The planetarium's egg-shaped dome covers more than 8000 m2, making it a famous landmark in Hong Kong. It was the first local planetarium for the popularisation of astronomy and space science. The computerized star imager in the Sky Gallery of the Space Museum is capable of simulating the sky through optical principles, projecting 8,000 stars onto the hemisphere screen of the Planetarium.

There is also a mock-up of the nose and cockpit section of the Space Shuttle orbiter.

== Criticisms ==
In 2006, the Leisure and Cultural Services Department carried out a survey on the general satisfaction level among visitors to the seven museums it runs (the Hong Kong Space Museum, Hong Kong Museum of Art, Hong Kong Museum of Coastal Defence, Hong Kong Museum of History, Hong Kong Science Museum and Museum of Tea Ware) and also their satisfaction level with the museum facilities. The Hong Kong Space Museum scored the lowest among the seven museums, at only 76.1% for general satisfaction and 78% for satisfaction with the facilities.

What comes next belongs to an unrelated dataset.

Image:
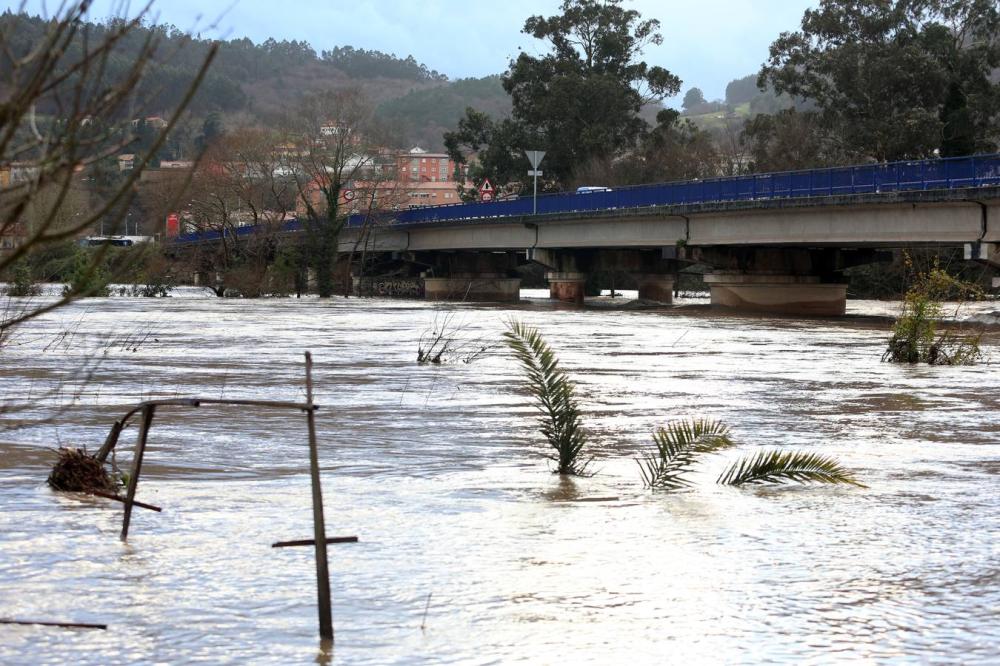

In August 2014, an Oriental Daily News reporter was sent to inspect the museum. Some inaccurate information was found. For example, a satellite program in the 1990s was described as a future space program. In another example, Pluto, which had been removed from the list of planets in the Solar System, had yet to be removed from the Solar System model. Also, information on China's space program history was found to be severely lacking, with only a few display boards. On TripAdvisor, an International travel website, some netizens had also criticized the exhibits at the museum for being outdated and unappealing. In response to the criticisms, the Leisure and Cultural Services Department admitted that the inaccurate information on the display boards might have misled the public, promising to provide more up-to-date information on the display boards and remove any information that was misleading. The department also promised that some of the permanent exhibits would be replaced with newer ones. In 2018, an Oriental Daily News reporter was again sent to inspect the museum's exhibition halls, 4 months after they reopened following a renovation project. It was found that most of the exhibits had been badly damaged, suggesting that they had not been properly preserved. Yet, before the poor state of maintenance was discovered, 400,000 HKD had already been spent repairing the exhibits. Given that the state of the exhibits remained poor, it was said to be a huge waste of money and to have tarnished Hong Kong's image. Another reporter from HK01 was also sent to inspect the museum the same year. It was found that of the 110 new interactive exhibits, 64% had been repaired at least once.

== Transportation ==
The museum is within walking distance from Exit J of East Tsim Sha Tsui station and Exit E of Tsim Sha Tsui station of the Mass Transit Railway (MTR). It is also near the Star Ferry Pier and a bus terminus.